毒とも薬とも 『のりこ』 二階堂正宏 / 新潮社

726【頭を割るんじゃなくて お湯で割ってほしかったのよ】

 あちこちの書店でA5版,つまり大判のマンガ棚に割合よく見かける本なのだが(新潮社の営業力のタマモノだろう),昨今はマンガ本にビニール掛けしている書店が多く,内容を気にかけていた方も少なくないに違いない。

 『のりこ』は,林静一ばりの伏し目がちな美人妻が,七年間寝たきりの義母を殺そうとするが,義母は嫁を投げ飛ばし,マンガ的な回復力をもって生きながらえる。ただその繰り返しで1冊である。
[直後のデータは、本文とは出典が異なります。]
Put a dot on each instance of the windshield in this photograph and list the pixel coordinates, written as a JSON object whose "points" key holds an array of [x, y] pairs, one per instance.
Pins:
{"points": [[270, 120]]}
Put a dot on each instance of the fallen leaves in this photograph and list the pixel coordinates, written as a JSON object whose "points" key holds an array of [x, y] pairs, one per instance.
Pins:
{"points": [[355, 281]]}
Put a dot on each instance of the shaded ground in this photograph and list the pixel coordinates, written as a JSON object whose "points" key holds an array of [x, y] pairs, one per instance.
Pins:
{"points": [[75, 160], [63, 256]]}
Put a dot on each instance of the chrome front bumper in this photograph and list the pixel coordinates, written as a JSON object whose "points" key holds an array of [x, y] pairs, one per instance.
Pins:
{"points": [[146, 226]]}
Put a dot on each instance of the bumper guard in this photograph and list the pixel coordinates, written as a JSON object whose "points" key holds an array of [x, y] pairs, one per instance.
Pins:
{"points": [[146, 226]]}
 たとえば,(三河屋が届けてきた鯛を)「三枚におろせるかしら」と義母が問えば,嫁は包丁をふるって義母を三枚におろそうとする。「頭が重い」と訴えれば,斧を振りかざして頭を切り落とす。「ヌカ漬けの作り方知っているかしら」と問えば,腹を包丁で割いて内臓を引っ張り出し,塩辛の作り方と間違えていたと謝る。
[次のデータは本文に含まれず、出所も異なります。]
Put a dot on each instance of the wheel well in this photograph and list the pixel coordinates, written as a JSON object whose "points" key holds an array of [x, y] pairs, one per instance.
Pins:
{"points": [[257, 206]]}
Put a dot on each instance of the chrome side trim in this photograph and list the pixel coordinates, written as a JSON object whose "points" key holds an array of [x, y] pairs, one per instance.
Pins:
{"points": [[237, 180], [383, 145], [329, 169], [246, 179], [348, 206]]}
 ときどき屋外編があったり,二人黙り込むシーンがあったりと,独特の破調が読み手を引き込むが,全体これがブラックユーモアになっているのかどうかはよくわからない。
 困ったことに,読むに堪えないとか,一読するや速攻古本屋行き,と言ってしまうにはそれなりに楽しんでしまったし,捨てる気もない。
 いや,どこかにそこいらの名作本より喜んでいる自分がいる。

 なんでこんな遠回しな言い方をしなければならないかといえば,それはこの作品が示す楽しみが「隠微」の領土にあるためだ。美少女の尻の穴さえクリック二,三発で安直に見られるようになった当今,「隠微」こそはなかなか得がたいものであり,なおかつ習慣性の強い媚薬なのである。
 タバコをやめるには,禁煙を宣言して壁に半紙の1枚も張ればよいが,「隠微」から逃れるのは難しい。「隠微」はそれを楽しんでいることからしてそも自分にも内緒だからだ。